Load and run python and use packages

At both UPPMAX and HPC2N we call the applications available via the module system modules.

Objectives

  • Show how to load Python

  • Show how to run Python scripts and start the Python command line

Warning

  • Note that the module systems at UPPMAX and HPC2N are slightly different.

  • While all modules at UPPMAX not directly related to bio-informatics are shown by ml avail, modules at HPC2N are hidden until one has loaded a prerequisite like the compiler GCC.

  • For reproducibility reasons, you should always load a specific version of a module instead of just the default version

  • Many modules have prerequisite modules which needs to be loaded first (at HPC2N this is also the case for the Python modules). When doing module spider <module>/<version> you will get a list of which other modules needs to be loaded first

Check for Python versions

Tip

Type along!

Check all available Python versions with:

$ module avail python

Load a Python module

For reproducibility, we recommend ALWAYS loading a specific module instad of using the default version!

For this course, we recommend using Python 3.11.x (except for some GPU examples that will use 3.9.5).

Tip

Type along!

Go back and check which Python modules were available. To load version 3.11.8, do:

$ module load python/3.11.8

Note: Lowercase p. For short, you can also use:

$ ml python/3.11.8

Warning

  • UPPMAX: Don’t use system-installed python (2.7.5)

  • UPPMAX: Don’t use system installed python3 (3.6.8)

  • HPC2N: Don’t use system-installed python (2.7.18)

  • HPC2N: Don’t use system-installed python3 (3.8.10)

  • ALWAYS use python module

Why are there both Python/2.X.Y and Python/3.Z.W modules?

Some existing software might use Python2 and some will use Python3. Some of the Python packages have both Python2 and Python3 versions. Check what your software as well as the installed modules need when you pick!

UPPMAX: Why are there both python/3.X.Y and python3/3.X.Y modules?

Sometimes existing software might use python2 and there’s nothing you can do about that. In pipelines and other toolchains the different tools may together require both python2 and python3. Here’s how you handle that situation:

  • You can run two python modules at the same time if ONE of the module is python/2.X.Y and the other module is python3/3.X.Y (not python/3.X.Y).

Run

Run Python script

Hint

  • There are many ways to edit your scripts.

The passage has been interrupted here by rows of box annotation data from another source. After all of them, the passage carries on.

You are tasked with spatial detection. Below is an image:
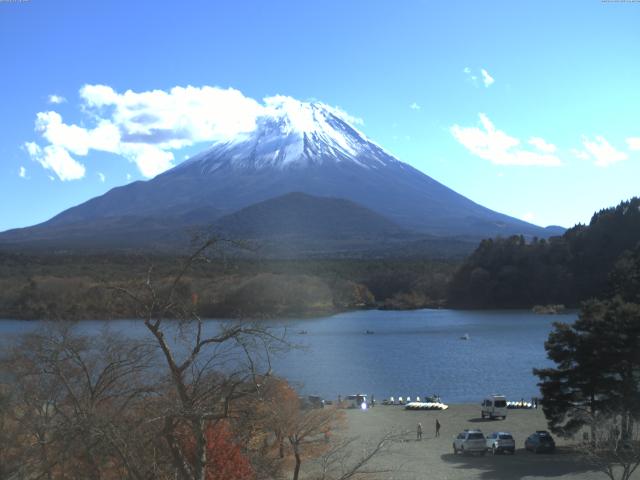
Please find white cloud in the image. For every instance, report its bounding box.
[47,94,67,105]
[451,113,562,166]
[529,137,557,153]
[462,67,496,88]
[582,135,629,167]
[25,142,85,181]
[569,148,591,160]
[27,85,363,180]
[480,68,495,88]
[627,137,640,150]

  • If you are rather new.

    • Graphical: $ gedit <script> &

      • (& is for letting you use the terminal while editor window is open)

      • Requires ThinLinc or ssh -Y ... or ssh -X

    • Terminal: $ nano <script>

  • Otherwise you would know what to do!

  • ⚠️ The teachers may use their common editor, like vi/vim
    • If you get stuck, press: <esc> and then :q !

Type-Along

  • Let’s make a script with the name example.py

$ nano example.py
  • Insert the following text

# This program prints Hello, world!
print('Hello, world!')
  • Save and exit. In nano: <ctrl>+O, <ctrl>+X

You can run a python script in the shell like this:

$ python example.py
# or
$ python3 example.py

Warning

  • ONLY run jobs that are short and/or do not use a lot of resources from the command line.

  • Otherwise use the batch system (see the batch session)

Run an interactive Python shell

  • You can start a simple python terminal by:

$ python

Example

>>> a=3
>>> b=7
>>> c=a+b
>>> c
10
  • Exit Python with <Ctrl-D>, quit() or exit() in the python prompt

>>> <Ctrl-D>
>>> quit()
>>> exit()

For more interactiveness you can run Ipython.

Tip

Type along!

NOTE: remember to load a python module first. Then start IPython from the terminal

$ ipython

or

$ ipython3

UPPMAX has also jupyter-notebook installed and available from the loaded Python module. Start with

$ jupyter-notebook

You can decide on your own favorite browser and add --no-browser and open the given URL from the output given. From python/3.10.8 and forward, also jupyterlab is available.

  • Exit IPython with <Ctrl-D>, quit() or exit() in the python prompt

iPython

In [2]: <Ctrl-D>
In [12]: quit()
In [17]: exit()

Packages/Python modules

Python modules AKA Python packages

  • Python packages broaden the use of python to almost infinity!

  • Instead of writing code yourself there may be others that have done the same!

  • Many scientific tools are distributed as python packages, making it possible to run a script in the prompt and there define files to be analysed and arguments defining exactly what to do.

  • A nice introduction to packages can be found here: Python for scientific computing

Questions

  • How do I find which packages and versions are available?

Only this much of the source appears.